A suggestion from Twitter: @astrokiwi recommends Sofia Samatar’s Girl Hours, a three-part poem about Henrietta Leavitt: http://stonetelling.com/issue6-dec2011/samatar-girlhours.html
And another recommendation from http://www.twitter.com/astrowiki: Mary Alexandra Agner’s collection The Scientific Method, including poems about Barbara McClintock and Florence Nightingale. http://parallelpress.library.wisc.edu/poetry/titles/author.shtml?Agner
I love this post. Thanks, Michelle — and Alex and Twitter — for sharing these poems.
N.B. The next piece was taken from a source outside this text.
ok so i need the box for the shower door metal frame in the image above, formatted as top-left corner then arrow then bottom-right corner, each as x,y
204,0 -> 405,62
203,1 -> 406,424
My New York Times essay on spring unfolding in a woodland in Staten Island, NYC was paired with a poem by Li-Young Lee called, “Secret Life” – I love it!
http://learning.blogs.nytimes.com/2012/03/22/poetry-pairing-secret-life/
Transformative? What does that even mean really? May as well call it transmogrifying. Is it insulting to call something transformative if it simultaneously calls it derivative and, perhaps by default, something less? Just wondering and wandering aloud.
Also, enjoyed the post! (Not disagreeing on the Rich reading, just thinking semi-aloud and reaching for others thoughts).
Alexandra, that quote ending with “bone by radiant bone” is just beautiful.